A man in India tricked 12 people out of $250,000 with a scam involving a fake cryptocurrency named after the Indian version of the show “Who Wants To Be A Millionaire,” according to reports.
Pritam Patil allegedly asked the victims to invest in the initial coin offering (ICO) of his “KBC Coin,” named after Kaun Banega Crorepati, a wildly popular Indian show.
Patil told the victims that the KBC coin was worth $0.0056, but that it would rise to $1 by March of 2018. He is believed to have been running the scheme since around the crypto surge at the end of 2017, but the fraud was filed with police just last week.
Patil asked the victims to pay in cash, and he didn’t give them any sort of documents about the company.
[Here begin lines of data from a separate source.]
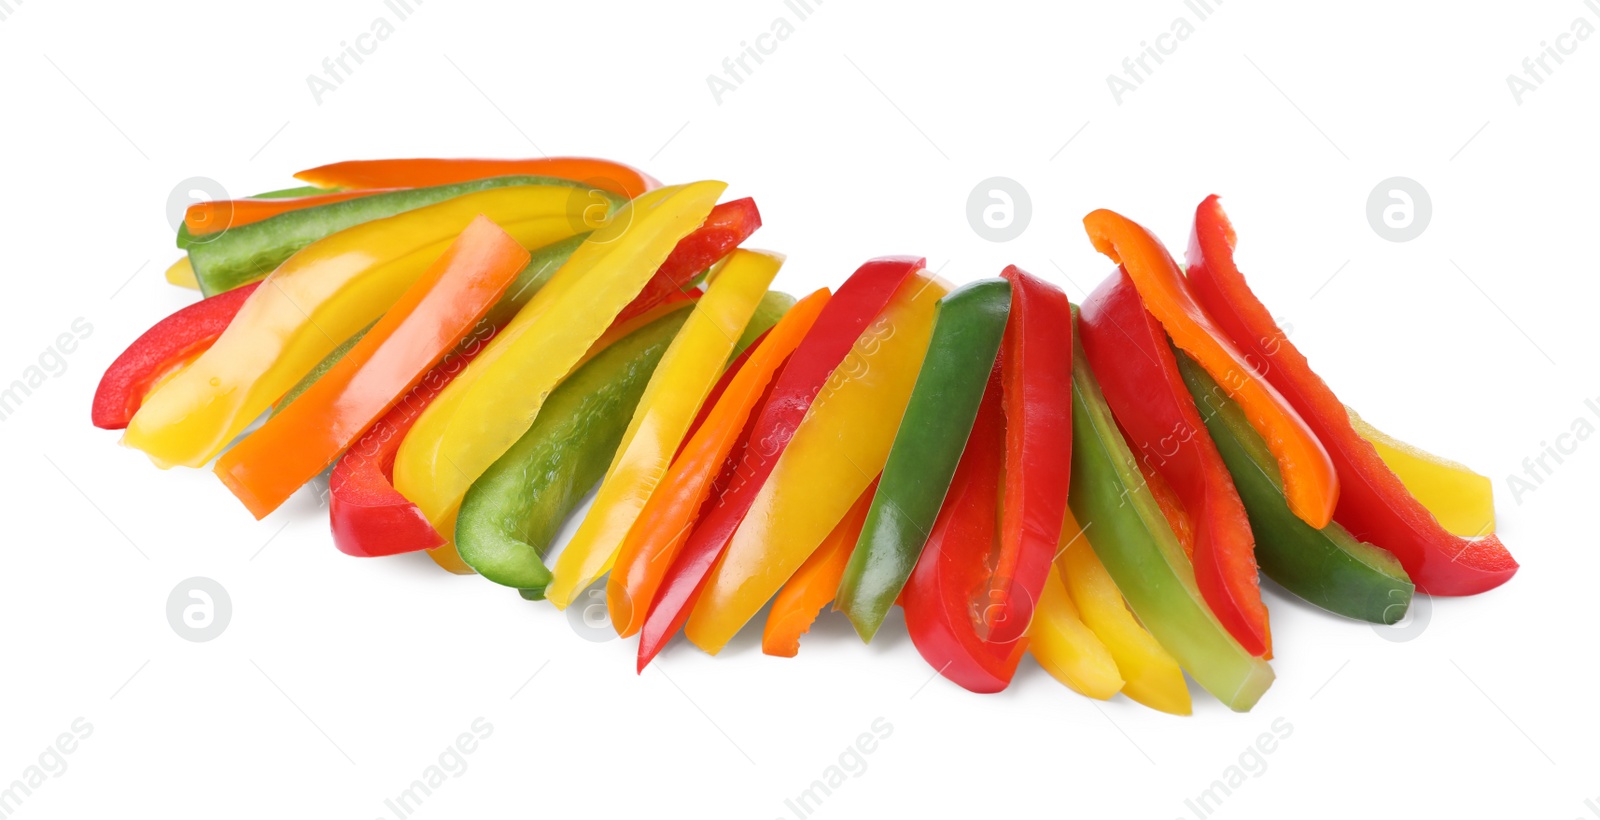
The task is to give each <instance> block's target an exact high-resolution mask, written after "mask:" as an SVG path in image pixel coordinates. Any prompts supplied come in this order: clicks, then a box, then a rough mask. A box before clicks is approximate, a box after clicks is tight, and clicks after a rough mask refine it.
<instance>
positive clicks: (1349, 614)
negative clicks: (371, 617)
mask: <svg viewBox="0 0 1600 820" xmlns="http://www.w3.org/2000/svg"><path fill="white" fill-rule="evenodd" d="M1174 352H1176V354H1178V370H1179V372H1181V373H1182V376H1184V383H1186V384H1187V386H1189V392H1190V394H1194V397H1195V407H1197V408H1198V410H1200V415H1202V418H1203V420H1205V426H1206V429H1208V431H1210V432H1211V440H1214V442H1216V448H1218V450H1219V452H1221V453H1222V461H1224V463H1226V464H1227V471H1229V472H1232V474H1234V487H1237V488H1238V496H1240V498H1242V500H1243V501H1245V512H1246V514H1248V516H1250V529H1251V530H1253V532H1254V535H1256V562H1258V564H1259V565H1261V572H1264V573H1266V575H1267V578H1272V580H1274V581H1277V583H1278V586H1282V588H1285V589H1288V591H1290V593H1294V594H1296V596H1299V597H1302V599H1306V601H1309V602H1312V604H1315V605H1318V607H1322V609H1325V610H1328V612H1333V613H1338V615H1344V617H1347V618H1355V620H1362V621H1371V623H1397V621H1398V620H1400V618H1403V617H1405V613H1406V609H1410V605H1411V594H1413V593H1414V589H1416V588H1414V586H1413V583H1411V578H1410V577H1408V575H1406V572H1405V569H1402V567H1400V561H1398V559H1395V557H1394V556H1392V554H1389V553H1387V551H1384V549H1379V548H1376V546H1373V545H1368V543H1365V541H1358V540H1355V537H1354V535H1350V533H1349V530H1346V529H1344V527H1341V525H1338V524H1328V525H1326V527H1323V529H1320V530H1318V529H1315V527H1312V525H1309V524H1306V522H1304V521H1301V519H1299V516H1296V514H1294V512H1291V511H1290V506H1288V501H1286V500H1285V496H1283V477H1282V474H1280V472H1278V464H1277V460H1274V458H1272V453H1270V452H1269V450H1267V444H1266V442H1264V440H1261V436H1259V434H1256V431H1254V428H1251V426H1250V421H1246V420H1245V412H1243V410H1240V408H1238V405H1237V404H1234V400H1232V399H1229V397H1227V394H1226V392H1224V391H1222V389H1221V388H1219V386H1218V383H1216V381H1214V380H1213V378H1211V375H1210V373H1206V372H1205V368H1202V367H1200V365H1197V364H1195V362H1194V360H1192V359H1189V357H1187V356H1184V354H1182V351H1174Z"/></svg>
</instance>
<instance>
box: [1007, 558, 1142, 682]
mask: <svg viewBox="0 0 1600 820" xmlns="http://www.w3.org/2000/svg"><path fill="white" fill-rule="evenodd" d="M1027 653H1029V655H1034V660H1037V661H1038V665H1040V666H1042V668H1043V669H1045V671H1046V673H1050V676H1051V677H1054V679H1056V681H1061V684H1062V685H1066V687H1067V689H1070V690H1074V692H1077V693H1080V695H1083V697H1090V698H1094V700H1110V698H1112V697H1115V695H1117V692H1122V687H1123V685H1125V684H1123V679H1122V673H1118V671H1117V660H1115V658H1112V655H1110V650H1109V649H1106V644H1104V642H1101V639H1099V636H1096V634H1094V631H1091V629H1090V628H1088V626H1085V623H1083V618H1082V617H1080V615H1078V607H1077V605H1075V604H1074V602H1072V596H1069V594H1067V588H1066V585H1064V583H1062V581H1061V573H1059V572H1058V570H1056V569H1054V567H1051V569H1050V575H1048V577H1046V578H1045V588H1043V589H1040V591H1038V605H1037V607H1035V609H1034V620H1032V621H1030V623H1029V626H1027Z"/></svg>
After he got the money, he apparently changed the name of KBC to AFC Mint coin, and the website he was running shut down in September of 2018.
Victims tried to get a hold of Patil, but they were told the business shut down and they wouldn’t receive any returns at all.
In June of last year, there was a similar cryptocurrency scam in Mumbai where a coin called the Money Trade Coin tricked buyers out of $75 million.
Because of some of the regulations on crypto in the country, some victims can be afraid to come forward and testify, fearing regulatory repercussions.
Despite the scams, some top corporates and banks in India are reportedly testing out the use of cryptocurrency to pay vendors and move money between subsidiaries, according to The Economic Times.
Unnamed sources told the publication that Hindustan Unilever, Reliance Industries, HDFC Bank and ABG Shipyard are among the conglomerates experimenting with cryptocurrency for intra-company transactions with subsidiaries, as well as external vendor payments, in an effort to optimize treasury transactions.
“The cryptocurrency would only be used by the companies and banks internally,” one source told the publication. “It will mainly be effective as a working capital management tool, where rather than actually transferring money, cryptocurrency will be transferred and accounts shall be reconciled at a later date.”